Toplu taşıma sahnesinde görece yeni olan bir diğer yer olan Hindistan'ın başkenti Yeni Delhi, ilk hattını 2002'de açtı. Hindistan'da Kalküta'dan sonra metroya kavuşan ikinci şehirdi ancak o zamandan beri hızla genişleyerek ikiden fazla metro ağıyla ülkenin en büyük ve en yoğun ağı haline geldi. 2023'te 1 milyar yolculuk kaydedildi.

İlk olarak 1960'larda tartışılan modern bir toplu taşıma sisteminin inşası, Delhi'nin nüfusunun 1981 ile 1998 yılları arasında ikiye katlanması ve dayanılmaz trafik sıkışıklığı ve hava kirliliği yaratmasıyla hayati önem kazandı.

Şu anda 400 kilometre rota boyunca 288 istasyonla 12 yüksek kapasiteli hatta sahip olan Delhi Metrosu, Hindistan'ın en büyük ve en yoğun toplu taşıma ağıdır. Kilometre açısından dünyanın 12. en uzun sistemi ve yolcu taşıma açısından 16. en yoğun sistemidir.

Delhi'ye ve yakınlardaki Faridabad, Gurgaon, Noiza ve Ghadiabad şehirlerine hizmet veren Metro'nun hızlı, modern ve ferah trenlerinin, özel araç kullanımının ve trafik kazalarının azaltılmasına ve kirliliğin büyük ölçüde azaltılmasına yardımcı olduğu bildiriliyor.

Hindistan Merkezi Yol Araştırma Enstitüsü, metroyu kullanmanın yolculara araba kullanmaya kıyasla tahmini olarak günde 66 dakika tasarruf sağladığını tahmin ediyor!

HONG KONG TOPLU TAŞIMA DEMİRYOLU

Toplu Taşıma Planlamacıları, Toplu Taşıma Demiryolunun (MTR) bölgenin 7,4 milyon vatandaşına nasıl birinci sınıf hizmet ve güvenilirlik sunduğunu keşfetmek için dünyanın dört bir yanından Hong Kong'a akın ediyor.

Derin bir doğal limanın etrafında kalabalıklaşan yoğun nüfuslu şehir alanları ve düzinelerce adaya ve dağlık kırsal bölgeye dağılmış kasabalar olan Hong Kong, demiryolları inşa etmek için kolay bir yer değildir, ancak 1975'ten bu yana MTR kalite, verimlilik ve dakiklik açısından imrenilecek bir üne kavuşmuştur.

Düzenli olarak %99,9'luk "doğru zamanlama" oranına ulaşıyor; bu, dünyadaki diğer demiryollarının çoğunun yalnızca hayal edebileceği bir rakam. MTR'nin finansman modeli de büyük beğeni topluyor.

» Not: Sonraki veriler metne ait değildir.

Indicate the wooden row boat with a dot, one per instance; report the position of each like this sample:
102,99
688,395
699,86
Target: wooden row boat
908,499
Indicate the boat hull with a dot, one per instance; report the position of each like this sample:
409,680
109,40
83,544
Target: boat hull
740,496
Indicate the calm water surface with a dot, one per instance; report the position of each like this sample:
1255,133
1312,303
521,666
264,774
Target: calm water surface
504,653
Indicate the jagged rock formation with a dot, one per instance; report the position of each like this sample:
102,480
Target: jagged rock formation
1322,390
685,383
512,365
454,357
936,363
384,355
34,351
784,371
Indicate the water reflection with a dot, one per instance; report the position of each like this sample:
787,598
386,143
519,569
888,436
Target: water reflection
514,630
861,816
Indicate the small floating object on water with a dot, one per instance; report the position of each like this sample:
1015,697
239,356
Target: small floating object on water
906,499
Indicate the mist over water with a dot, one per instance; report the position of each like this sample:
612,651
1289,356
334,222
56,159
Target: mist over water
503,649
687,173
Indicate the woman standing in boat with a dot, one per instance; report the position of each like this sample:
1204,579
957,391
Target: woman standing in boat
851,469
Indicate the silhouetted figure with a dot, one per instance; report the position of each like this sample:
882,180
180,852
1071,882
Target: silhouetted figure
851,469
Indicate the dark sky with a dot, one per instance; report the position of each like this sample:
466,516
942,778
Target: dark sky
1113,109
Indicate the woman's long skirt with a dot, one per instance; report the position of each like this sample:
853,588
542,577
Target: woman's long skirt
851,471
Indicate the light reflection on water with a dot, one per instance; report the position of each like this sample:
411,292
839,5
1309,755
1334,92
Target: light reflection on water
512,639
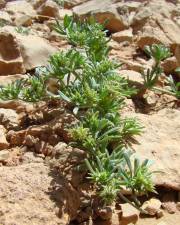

Yeni hatların inşası bölgede yeni kalkınma alanları açarak sistemin genişletilmesinin finansmanına yardımcı oldu. Modelin ilham kaynağı Tokyo'dur ancak kökeni, 20. yüzyılın başlarından kalma ikonik 'Metro-Land' dış banliyölerini yaratan Londra Metropolitan Demiryolu'na dayanmaktadır.

Lantau Adası ve Disneyland Resort Line'a özel yüksek hızlı Airport Express bağlantısı da dahil olmak üzere on adet yüksek kapasiteli hat Hong Kong Adası, Kowloon ve Yeni Bölgeleri birbirine bağlamaktadır.

Bölgenin kompakt coğrafyasına rağmen MTR, 150 milden fazla rota ve 99 istasyon işletiyor; ikincisi temiz ve ferah olmasıyla ünlü.

MTR'nin ülke içindeki başarısı, onu Hong Kong'un çok ötesine genişlemeye, Çin ana karası, İsveç, Avustralya ve Londra'daki Elizabeth Line'ın işletme imtiyazına sahip olduğu Birleşik Krallık'taki proje ve operasyonları yönetmeye teşvik etti.

BUDAPEŞTE METROSU

Macar mühendisler, özellikle demiryolları alanında, 19. yüzyılın sonlarında elektrikle çalışan teknolojinin ilk öncüleri arasındaydı.

Her ne kadar Londra ilk yeraltı demiryolunu açmış olsa da, başlangıçta geleneksel buharlı trenleri kullanmıştı. Dünyanın ilk elektrikli yer altı metro sistemini inşa etmek Budapeşte'ye düştü.

M1 Hattı 1896'da tamamlandı ve şehir içi toplu taşıma için radikal bir atılımdı; istasyonlarda ve tren vagonlarında elektrikli aydınlatma, çift yönlü vagonlar ve elektrik sağlamak için yer seviyesinde temas rayı yerine ilk kez havai kablo sistemi kullanıldı.

“Küçük Yeraltı” olarak bilinen M1, Andrássy Meydanı'ndan Városliget'e (Şehir Parkı) kadar şehrin Peşte tarafındaki Andrássy Bulvarı'nın altından geçiyor.

Tramvaylar ve elektrik hatlarıyla zarif sokak manzarasını bozmadan şehir sakinlerini parka taşımak üzere tasarlanan hat, son 120 yılda pek çok değişiklik geçirdi ancak küçük trenleri, daha geniş dört hatlı bir ağın parçası olarak hâlâ günde yaklaşık 80.000 yolcu taşıyor. 1970 ile 2014 yılları arasında genişletildi.